DocumentationPlaygroundClassification Strategies

Classification Strategies

Different business needs require different classification approaches. This guide explains three core strategies—when to use each, how to configure them, and what results to expect.

Understanding the Trade-offs

All classification strategies balance three factors:

Coverage : What percentage of your products get a category returned

Accuracy : How often the returned category is correct and appropriate

Specificity : Whether categories are detailed (leaf level) or general (may include parents)

No single configuration optimizes all three.
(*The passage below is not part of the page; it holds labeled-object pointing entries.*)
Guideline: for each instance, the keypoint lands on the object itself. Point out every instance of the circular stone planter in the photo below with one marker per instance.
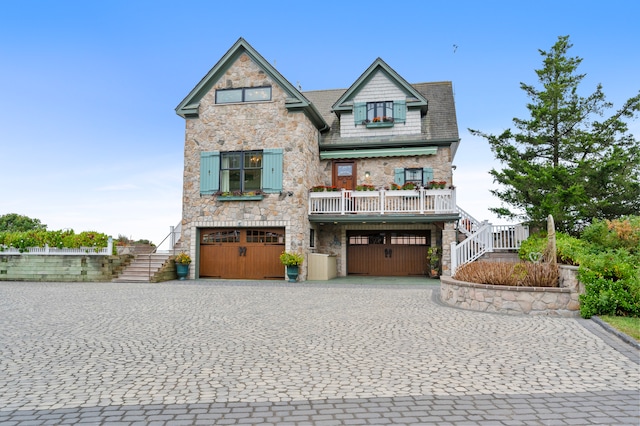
(552, 301)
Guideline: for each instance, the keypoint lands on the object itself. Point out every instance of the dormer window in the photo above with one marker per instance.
(244, 94)
(380, 114)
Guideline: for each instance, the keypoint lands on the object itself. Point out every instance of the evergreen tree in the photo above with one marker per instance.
(567, 159)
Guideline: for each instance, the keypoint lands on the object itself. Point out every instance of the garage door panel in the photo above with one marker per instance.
(388, 253)
(241, 253)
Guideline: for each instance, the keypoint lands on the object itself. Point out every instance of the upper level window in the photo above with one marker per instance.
(240, 171)
(244, 94)
(413, 176)
(380, 114)
(379, 111)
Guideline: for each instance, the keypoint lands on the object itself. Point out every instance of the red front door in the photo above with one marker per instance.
(344, 175)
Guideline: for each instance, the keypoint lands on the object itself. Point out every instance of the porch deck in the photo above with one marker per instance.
(411, 202)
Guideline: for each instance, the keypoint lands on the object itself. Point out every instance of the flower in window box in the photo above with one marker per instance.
(365, 187)
(409, 186)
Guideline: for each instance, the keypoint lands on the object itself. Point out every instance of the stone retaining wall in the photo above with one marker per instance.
(560, 301)
(61, 267)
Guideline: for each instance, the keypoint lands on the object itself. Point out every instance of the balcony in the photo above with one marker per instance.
(383, 204)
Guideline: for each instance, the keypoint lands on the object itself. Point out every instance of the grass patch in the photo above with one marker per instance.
(628, 325)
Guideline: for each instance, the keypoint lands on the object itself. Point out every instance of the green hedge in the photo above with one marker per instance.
(59, 239)
(608, 256)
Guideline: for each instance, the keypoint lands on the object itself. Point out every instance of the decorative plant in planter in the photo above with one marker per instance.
(433, 257)
(182, 265)
(292, 261)
(437, 184)
(365, 187)
(323, 188)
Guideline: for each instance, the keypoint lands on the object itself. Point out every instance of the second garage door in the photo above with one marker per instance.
(388, 253)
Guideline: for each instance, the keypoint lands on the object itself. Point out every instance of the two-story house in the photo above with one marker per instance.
(363, 173)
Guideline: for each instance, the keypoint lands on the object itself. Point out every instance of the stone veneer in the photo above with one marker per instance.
(66, 268)
(560, 301)
(251, 126)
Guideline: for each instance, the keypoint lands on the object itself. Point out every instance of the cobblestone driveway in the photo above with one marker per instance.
(208, 352)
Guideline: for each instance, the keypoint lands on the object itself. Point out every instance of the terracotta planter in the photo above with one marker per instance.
(182, 269)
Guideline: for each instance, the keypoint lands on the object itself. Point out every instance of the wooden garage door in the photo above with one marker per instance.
(388, 253)
(240, 253)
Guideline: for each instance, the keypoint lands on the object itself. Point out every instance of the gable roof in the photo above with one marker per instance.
(439, 124)
(414, 98)
(295, 100)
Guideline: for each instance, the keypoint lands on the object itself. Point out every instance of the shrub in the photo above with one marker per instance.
(618, 233)
(60, 239)
(525, 274)
(291, 259)
(569, 249)
(612, 284)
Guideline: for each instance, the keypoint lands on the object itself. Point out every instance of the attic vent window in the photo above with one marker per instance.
(244, 94)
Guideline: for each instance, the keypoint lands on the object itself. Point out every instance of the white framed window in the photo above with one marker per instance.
(244, 94)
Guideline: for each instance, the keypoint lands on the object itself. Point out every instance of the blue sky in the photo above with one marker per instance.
(89, 139)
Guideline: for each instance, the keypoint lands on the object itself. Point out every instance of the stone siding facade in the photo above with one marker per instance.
(251, 126)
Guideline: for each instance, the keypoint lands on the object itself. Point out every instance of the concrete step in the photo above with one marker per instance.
(143, 268)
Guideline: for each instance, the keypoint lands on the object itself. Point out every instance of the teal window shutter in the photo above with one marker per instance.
(427, 175)
(359, 112)
(398, 176)
(400, 111)
(272, 160)
(209, 172)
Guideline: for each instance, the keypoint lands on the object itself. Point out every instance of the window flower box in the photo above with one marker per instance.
(240, 196)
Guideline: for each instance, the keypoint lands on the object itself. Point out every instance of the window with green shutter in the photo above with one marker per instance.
(380, 114)
(234, 172)
(359, 112)
(209, 172)
(272, 170)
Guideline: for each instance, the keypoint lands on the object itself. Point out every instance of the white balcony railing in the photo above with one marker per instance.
(419, 201)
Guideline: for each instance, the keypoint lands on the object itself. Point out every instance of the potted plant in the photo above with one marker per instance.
(433, 257)
(292, 261)
(182, 265)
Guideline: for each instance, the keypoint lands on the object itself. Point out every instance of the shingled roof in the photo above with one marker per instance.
(439, 124)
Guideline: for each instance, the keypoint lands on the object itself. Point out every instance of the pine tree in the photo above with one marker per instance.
(566, 159)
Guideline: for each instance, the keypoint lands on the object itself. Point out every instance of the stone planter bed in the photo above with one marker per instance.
(553, 301)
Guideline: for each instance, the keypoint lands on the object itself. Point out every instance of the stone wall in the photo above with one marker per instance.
(560, 301)
(251, 126)
(61, 267)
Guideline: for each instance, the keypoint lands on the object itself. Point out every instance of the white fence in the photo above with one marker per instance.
(84, 251)
(487, 238)
(421, 201)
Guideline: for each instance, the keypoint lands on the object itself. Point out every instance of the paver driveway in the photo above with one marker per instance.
(205, 352)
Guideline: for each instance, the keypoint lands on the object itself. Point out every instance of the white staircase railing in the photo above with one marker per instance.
(477, 244)
(482, 237)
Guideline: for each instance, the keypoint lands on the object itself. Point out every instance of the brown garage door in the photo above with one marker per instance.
(388, 253)
(241, 253)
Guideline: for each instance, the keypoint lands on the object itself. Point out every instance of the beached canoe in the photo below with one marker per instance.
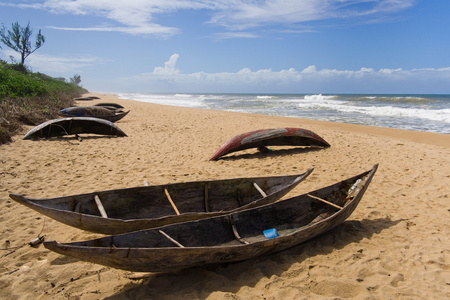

Your strategy depends on which factors matter most for your use case.

Strategy 1: Maximum Coverage

Priority: Get a category for every product, even if confidence is lower

Best for:

  • Initial catalog imports where you’ll review results manually
  • High-volume operations where downstream processes need some categorization
  • Situations where having an approximate category is better than none
  • Products with limited or inconsistent descriptions

Configuration

Taxonomy: [your choice]
Custom instructions: Optional
Leaf only: OFF
Use top-ranked: ON

How It Works

With leaf-only disabled, the candidate set includes both specific and general categories. The AI can choose parents when uncertain about siblings. With top-ranked fallback enabled, even when the AI cannot decide, the system returns the highest-scored candidate.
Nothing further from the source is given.